For many local residents in West Harlem who hope to find a job in construction—either as newcomers or as long-time workers looking for opportunities—one of the most prominent jobs in the area remains out of reach.
Last week, Community Board 9 strategic planning committee, a city advisory board representing Morningside Heights, met to discuss the scarcity of resources available for local workers to get hired at Manhattanville construction sites, citing a lack of programs and the University’s policy of hiring only unionized workers.
Columbia’s 17-acre Manhattanville expansion has been under construction for the last eight years, and will continue for at least another decade. As part of the Community Benefits Agreement, which has allocated money and resources to aid the community, the University has committed to having 40 percent of all work hours completed by minority, women, and local workers. As of last year, the University had exceeded their goal for underrepresented minorities.
[RELATED: The West Harlem Community Benefits Agreement]
In total, however, only eight percent of time spent—about 306,000 workforce hours—went to local workers.
According to West Harlem Development Corporation Executive Director Kofi Boateng, local unions do not often have job openings.
“People wait in lines that stretches across blocks to apply to the union when these jobs come up,” Boateng said.
Victor Edwards, strategic committee chair, said he’s heard testimonies from local residents who don’t know the pathway to work on Manhattanville sites.
“Since the start of the build on the new CU campus, local residents have been locked out of most job opportunities on the construction site,” Edwards said. “Local residents have seen workers from outside the community fill construction jobs that they may have gone to them.”
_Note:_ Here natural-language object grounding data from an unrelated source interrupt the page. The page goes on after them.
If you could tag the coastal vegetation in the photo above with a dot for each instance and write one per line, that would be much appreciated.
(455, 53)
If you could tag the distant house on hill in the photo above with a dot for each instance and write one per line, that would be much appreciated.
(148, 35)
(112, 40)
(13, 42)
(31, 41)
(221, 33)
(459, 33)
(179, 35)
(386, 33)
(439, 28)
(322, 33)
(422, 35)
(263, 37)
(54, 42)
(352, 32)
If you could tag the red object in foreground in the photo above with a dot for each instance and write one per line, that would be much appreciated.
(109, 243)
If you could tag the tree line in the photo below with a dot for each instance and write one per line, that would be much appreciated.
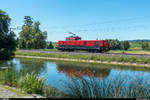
(115, 44)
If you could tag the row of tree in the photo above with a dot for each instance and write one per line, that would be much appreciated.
(31, 37)
(7, 37)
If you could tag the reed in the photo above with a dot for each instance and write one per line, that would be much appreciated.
(116, 88)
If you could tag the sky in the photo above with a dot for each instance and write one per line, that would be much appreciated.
(89, 19)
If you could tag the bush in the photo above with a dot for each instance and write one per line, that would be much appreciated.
(124, 45)
(31, 83)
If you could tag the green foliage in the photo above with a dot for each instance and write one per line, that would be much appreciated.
(31, 83)
(145, 46)
(31, 37)
(124, 45)
(7, 38)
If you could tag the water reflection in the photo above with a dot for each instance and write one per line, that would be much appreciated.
(76, 71)
(28, 66)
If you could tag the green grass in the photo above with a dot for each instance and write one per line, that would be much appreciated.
(116, 87)
(131, 59)
(31, 83)
(131, 51)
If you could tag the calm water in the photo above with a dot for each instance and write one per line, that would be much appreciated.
(56, 72)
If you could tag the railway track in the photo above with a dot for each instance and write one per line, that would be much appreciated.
(86, 53)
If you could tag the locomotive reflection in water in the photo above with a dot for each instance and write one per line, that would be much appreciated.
(90, 72)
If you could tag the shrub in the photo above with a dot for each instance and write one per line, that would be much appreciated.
(31, 83)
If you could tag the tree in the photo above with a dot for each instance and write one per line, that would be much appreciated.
(50, 45)
(7, 37)
(125, 45)
(31, 37)
(145, 45)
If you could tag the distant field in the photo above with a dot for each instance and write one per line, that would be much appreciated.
(135, 45)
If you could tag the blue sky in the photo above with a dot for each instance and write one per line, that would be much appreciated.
(90, 19)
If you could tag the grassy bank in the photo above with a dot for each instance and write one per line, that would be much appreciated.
(119, 59)
(82, 87)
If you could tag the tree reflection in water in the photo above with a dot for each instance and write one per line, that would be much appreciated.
(75, 71)
(29, 66)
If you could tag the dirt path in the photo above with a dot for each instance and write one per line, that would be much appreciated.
(9, 92)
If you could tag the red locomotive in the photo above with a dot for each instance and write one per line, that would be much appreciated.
(75, 43)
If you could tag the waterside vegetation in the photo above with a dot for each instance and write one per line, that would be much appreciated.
(124, 59)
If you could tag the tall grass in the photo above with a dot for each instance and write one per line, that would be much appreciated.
(31, 83)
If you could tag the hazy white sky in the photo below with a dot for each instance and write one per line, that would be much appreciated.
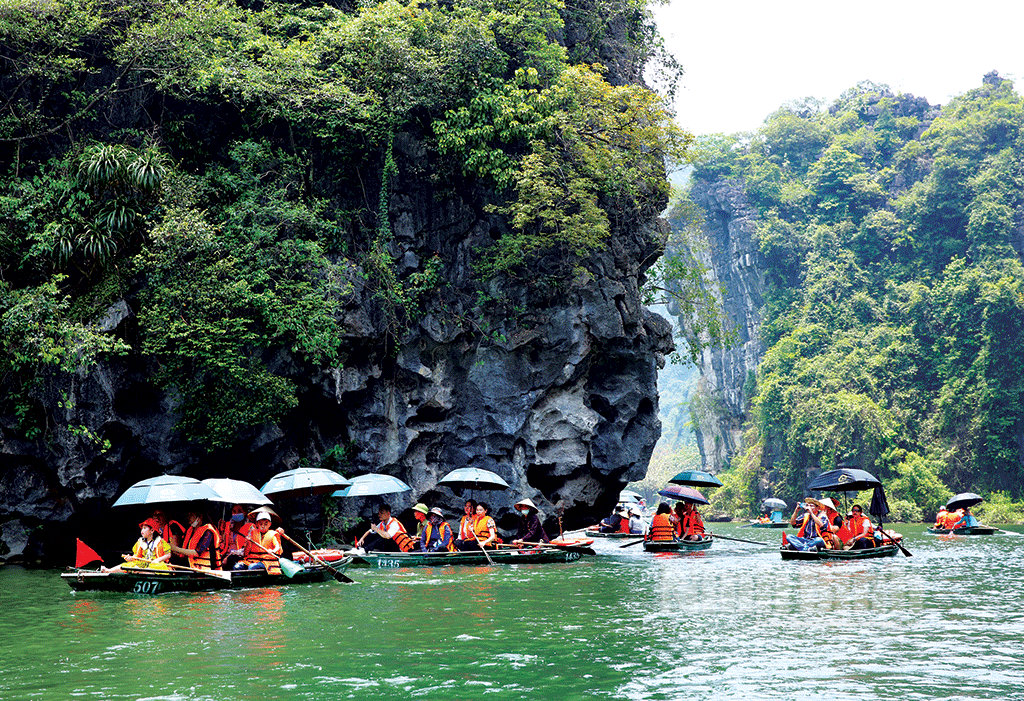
(743, 58)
As a result of the obstacles, the WHDC created Pathways 2 Apprenticeship, a nonprofit that works with labor unions and organizations to bridge the gap between resources provided by the University and getting community members hired at Columbia construction sites, in 2016.
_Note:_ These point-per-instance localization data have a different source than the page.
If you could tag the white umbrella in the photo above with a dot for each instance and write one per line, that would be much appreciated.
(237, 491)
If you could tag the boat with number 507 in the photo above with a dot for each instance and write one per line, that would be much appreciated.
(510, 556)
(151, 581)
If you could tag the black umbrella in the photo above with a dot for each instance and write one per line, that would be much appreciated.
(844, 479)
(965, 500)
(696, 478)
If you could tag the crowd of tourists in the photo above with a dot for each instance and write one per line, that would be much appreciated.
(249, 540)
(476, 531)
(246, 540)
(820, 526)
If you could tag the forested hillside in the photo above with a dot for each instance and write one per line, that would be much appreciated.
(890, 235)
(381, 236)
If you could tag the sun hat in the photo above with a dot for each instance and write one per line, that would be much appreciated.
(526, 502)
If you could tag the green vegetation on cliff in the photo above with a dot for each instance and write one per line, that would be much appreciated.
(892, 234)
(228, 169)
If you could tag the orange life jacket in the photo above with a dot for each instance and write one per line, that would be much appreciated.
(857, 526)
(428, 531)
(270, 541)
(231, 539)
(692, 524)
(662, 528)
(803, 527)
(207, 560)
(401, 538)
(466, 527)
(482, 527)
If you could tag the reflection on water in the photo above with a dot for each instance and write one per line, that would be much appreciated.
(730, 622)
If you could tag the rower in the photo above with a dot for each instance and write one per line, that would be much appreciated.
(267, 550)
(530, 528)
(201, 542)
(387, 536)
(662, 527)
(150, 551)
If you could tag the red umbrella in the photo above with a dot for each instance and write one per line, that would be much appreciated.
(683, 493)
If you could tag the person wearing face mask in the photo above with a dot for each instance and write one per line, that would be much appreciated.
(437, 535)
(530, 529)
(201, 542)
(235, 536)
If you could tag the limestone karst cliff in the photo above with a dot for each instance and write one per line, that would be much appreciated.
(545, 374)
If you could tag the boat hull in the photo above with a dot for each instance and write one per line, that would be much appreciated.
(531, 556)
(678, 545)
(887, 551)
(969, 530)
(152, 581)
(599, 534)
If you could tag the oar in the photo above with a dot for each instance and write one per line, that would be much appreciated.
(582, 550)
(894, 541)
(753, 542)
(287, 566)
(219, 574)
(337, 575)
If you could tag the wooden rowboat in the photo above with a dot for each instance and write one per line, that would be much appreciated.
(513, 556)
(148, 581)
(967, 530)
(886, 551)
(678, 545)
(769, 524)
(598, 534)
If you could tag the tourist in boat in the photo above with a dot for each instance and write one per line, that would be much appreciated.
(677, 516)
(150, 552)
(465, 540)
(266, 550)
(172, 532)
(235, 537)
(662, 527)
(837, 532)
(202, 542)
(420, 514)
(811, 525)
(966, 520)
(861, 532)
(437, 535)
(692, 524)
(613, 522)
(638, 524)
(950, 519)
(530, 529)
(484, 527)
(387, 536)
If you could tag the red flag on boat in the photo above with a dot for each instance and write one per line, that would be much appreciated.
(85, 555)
P2A received Direct Entry status in 2018, meaning the residents they train can avoid long processes in place when joining a labor union, according to their website. The five-week, full-time pre-apprenticeship program offered by P2A provides training for general construction skills and opportunities to learn a trade while working.
Abdulla Craft, a 34-year-old West Central Harlem resident, noted that there seem to be a number of barriers to finding construction work through a union, many of which are addressed through the P2A program. A safety certification, for example, normally costs upwards of $60.
“It seems like an easier way to do it, especially if I don’t have to pay for the fees like OSHA-30, scaffolding, and all that,” Craft said.
“They’re setting you up, they’re giving you the tools and you can set up an interview with the union, it seems easier,” she added.
That year, P2A hosted their inaugural class and have since helped 40 community members, 30 of whom are now working construction jobs and at least one of whom is working at Manhattanville construction sites, Boateng said.
While the goal is not necessarily to get locals to work on the Manhattanville project, Boateng said he hopes the program will get more residents employed at Manhattanville sites.
The University has partnered with P2A since its inaugural class of 23 residents, 17 of whom were from West Harlem and 15 of whom were formerly incarcerated, according to the University website. As of June, three of the graduates were accepted to unions.
Despite the University’s policy of primarily hiring unionized workers, Columbia has negotiated terms with local unions and organizations to ensure $25 million of work under the CBA’s Project Labor Agreement be performed by nonunion workers, minorities, women, and local firms.
As a result, minority/women/locally-owned business owners and construction workers can work without assenting to any labor union agreements, University spokesperson Victoria Benitez said in an email statement.
In the program’s third iteration, Boateng said, over 150 people have expressed interest and came to the information sessions to fill about 25 spots.
“We understand that Columbia University might not have the space for more crew members, so let’s just get our community trained first,” Boateng said. “Get them employed, and over time the unions will come to us and want to hire our students and then build our partnership with the University.”